Students at Community Charter School of Paterson unwrapped their gifts on Monday after they each recited an affirmation pledge with their health and physical education teacher, Jennifer Olawski.

“I am amazing. I share, care, love and forgive. I am powerful, kind, unique and respectful,” begins the pledge that Olawski leads the students in daily.

Olawski, 31, spent more than two months fundraising, shopping and wrapping to make sure that every student at the school received a holiday gift.

She started the tradition last year when a first-grade student spoke about Christmas without any “sparkle in her eyes,” according to Olawski.

“I asked if she was getting excited for Christmas and she just looked at me with a blank face and said she didn’t care for Christmas because she never got presents,” Olawski recalled. “To her it was just a blank day.”

Olawski’s idea to buy a gift for just that one student turned into her writing Christmas cards for each of the school’s more than 500 students and then into buying each of those students a gift.

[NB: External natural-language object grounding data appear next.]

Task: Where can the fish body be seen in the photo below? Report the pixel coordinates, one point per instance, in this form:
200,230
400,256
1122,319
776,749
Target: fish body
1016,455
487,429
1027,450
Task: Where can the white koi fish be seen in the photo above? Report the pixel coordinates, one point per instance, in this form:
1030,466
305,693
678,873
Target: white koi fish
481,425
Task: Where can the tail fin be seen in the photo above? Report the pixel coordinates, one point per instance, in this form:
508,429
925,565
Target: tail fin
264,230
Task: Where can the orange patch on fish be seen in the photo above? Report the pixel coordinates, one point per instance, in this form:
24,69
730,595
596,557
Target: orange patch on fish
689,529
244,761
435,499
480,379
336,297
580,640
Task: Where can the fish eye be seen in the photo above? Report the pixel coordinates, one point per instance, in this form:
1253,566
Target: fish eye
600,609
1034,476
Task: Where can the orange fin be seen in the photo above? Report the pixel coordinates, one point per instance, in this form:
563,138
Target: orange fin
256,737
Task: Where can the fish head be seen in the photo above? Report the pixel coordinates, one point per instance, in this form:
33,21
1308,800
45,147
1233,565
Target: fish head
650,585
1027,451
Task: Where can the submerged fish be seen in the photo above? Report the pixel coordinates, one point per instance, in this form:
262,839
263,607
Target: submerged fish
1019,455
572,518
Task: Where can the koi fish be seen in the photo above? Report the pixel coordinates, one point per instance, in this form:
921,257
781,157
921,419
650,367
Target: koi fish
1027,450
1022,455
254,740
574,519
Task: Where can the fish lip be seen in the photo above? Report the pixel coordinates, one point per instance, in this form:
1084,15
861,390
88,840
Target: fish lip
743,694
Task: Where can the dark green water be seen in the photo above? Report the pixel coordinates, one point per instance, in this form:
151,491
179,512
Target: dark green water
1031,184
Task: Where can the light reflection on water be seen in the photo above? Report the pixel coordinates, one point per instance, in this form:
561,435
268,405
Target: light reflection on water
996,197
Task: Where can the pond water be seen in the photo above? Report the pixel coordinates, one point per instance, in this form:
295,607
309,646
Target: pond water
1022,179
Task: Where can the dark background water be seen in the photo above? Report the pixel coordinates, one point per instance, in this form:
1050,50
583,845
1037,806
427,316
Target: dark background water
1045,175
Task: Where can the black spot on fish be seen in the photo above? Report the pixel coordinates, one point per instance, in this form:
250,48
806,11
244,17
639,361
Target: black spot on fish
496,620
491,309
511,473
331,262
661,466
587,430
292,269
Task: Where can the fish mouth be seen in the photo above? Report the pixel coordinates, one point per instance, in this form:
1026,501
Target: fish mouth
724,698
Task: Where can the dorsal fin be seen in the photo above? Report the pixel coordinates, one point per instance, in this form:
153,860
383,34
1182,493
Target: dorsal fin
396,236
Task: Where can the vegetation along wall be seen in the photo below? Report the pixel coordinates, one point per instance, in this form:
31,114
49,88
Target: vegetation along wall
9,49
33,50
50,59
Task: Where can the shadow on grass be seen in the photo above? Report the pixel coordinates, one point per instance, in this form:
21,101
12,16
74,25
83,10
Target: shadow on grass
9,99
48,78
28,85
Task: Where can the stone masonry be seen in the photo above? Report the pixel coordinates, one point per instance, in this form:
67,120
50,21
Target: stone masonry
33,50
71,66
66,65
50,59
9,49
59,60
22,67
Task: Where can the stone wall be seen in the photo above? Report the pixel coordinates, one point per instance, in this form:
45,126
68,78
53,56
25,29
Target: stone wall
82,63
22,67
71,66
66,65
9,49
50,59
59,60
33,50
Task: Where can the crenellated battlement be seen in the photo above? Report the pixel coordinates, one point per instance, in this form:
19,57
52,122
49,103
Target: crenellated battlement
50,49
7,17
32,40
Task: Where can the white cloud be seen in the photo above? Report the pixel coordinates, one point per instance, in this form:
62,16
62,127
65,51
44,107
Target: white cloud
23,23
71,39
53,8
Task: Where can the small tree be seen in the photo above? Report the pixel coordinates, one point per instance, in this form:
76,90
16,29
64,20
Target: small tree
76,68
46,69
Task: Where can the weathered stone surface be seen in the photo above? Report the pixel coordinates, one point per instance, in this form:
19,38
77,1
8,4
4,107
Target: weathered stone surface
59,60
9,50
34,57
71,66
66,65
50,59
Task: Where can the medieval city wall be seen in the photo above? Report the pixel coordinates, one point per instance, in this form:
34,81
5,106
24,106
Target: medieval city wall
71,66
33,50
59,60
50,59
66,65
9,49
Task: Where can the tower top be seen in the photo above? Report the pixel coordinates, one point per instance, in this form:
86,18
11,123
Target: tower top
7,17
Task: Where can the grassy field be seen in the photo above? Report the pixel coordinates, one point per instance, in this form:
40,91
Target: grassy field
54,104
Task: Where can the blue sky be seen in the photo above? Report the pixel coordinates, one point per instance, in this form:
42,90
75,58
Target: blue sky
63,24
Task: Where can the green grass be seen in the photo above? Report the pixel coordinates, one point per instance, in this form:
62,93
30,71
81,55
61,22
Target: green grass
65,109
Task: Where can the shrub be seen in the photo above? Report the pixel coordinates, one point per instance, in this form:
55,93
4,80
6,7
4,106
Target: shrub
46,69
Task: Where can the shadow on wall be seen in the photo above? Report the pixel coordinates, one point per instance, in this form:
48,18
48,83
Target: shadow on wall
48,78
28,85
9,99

She raised more than $2,500 on GoFundMe last year, enough to buy each student an art set.

This year, Olawski began fundraising just after Halloween and raised more than $4,700 from family and friends.

“All my family and friends just got really involved,” she said. “I was really shocked that so many people that weren’t really even able to give still gave.”

Olawski decided to purchase a slime kit for each student in first through fourth grades after hearing so many of her students talk about the must-have item. With the money left over, she also purchased every kid a coloring book and a hat-and-gloves set for winter.

She purchased an art set and coloring book for each of the school’s 100 kindergarten students.

Olawski relied on the help of family and friends to purchase the gifts at stores across town.

“My sister and I went to the store and took 400 slime kits off the shelves and packed it all in our cars,” Olawski recalled. “I do the aftercare program at the school, too, so I’d work from 8 to 6 and then go to stores.”

She had to carry all the gifts to her walk-up apartment, where she stored them in her living room and held wrapping parties to get each gift wrapped.

When the students opened the gifts on Monday, there was screaming and tears of joy, according to Olawski.

“It’s a memory that these kids are going to have forever,” she said. “As an educator, yes I teach them health and wellness. But, to me, I feel like the most important thing to teach them is acts of kindness and giving — and to show them that they’re cared for and loved.”

Around 87 percent of students at Community Charter School are eligible for free or reduced lunch, according to the school’s dean of students, Iver Peterson.

“I’m grateful,” Peterson said of Olawski’s efforts. “Just the looks on their faces, the joy, the excitement, the anticipation, it just speaks again to the person that Jen Olawski is.”

He added, “Not everyone is able to bring that energy that she brings every day and to top it off with the kindness that she has within her and present this type of gift-giving to our entire student body — I’m speechless.”

Olawski said seeing the students’ reactions as they opened their Christmas presents made the time-consuming effort “totally worth it.”

She said she feels like she has “no choice” but to continue the tradition next year.

“When I’m carrying hundreds of boxes upstairs to my apartment, I’m like, ‘I don’t know,'” she said. “But seeing their faces and the emotion that came out of them, it was so overwhelming that of course I’m going to do it.”

“I feel like it made such an impact.”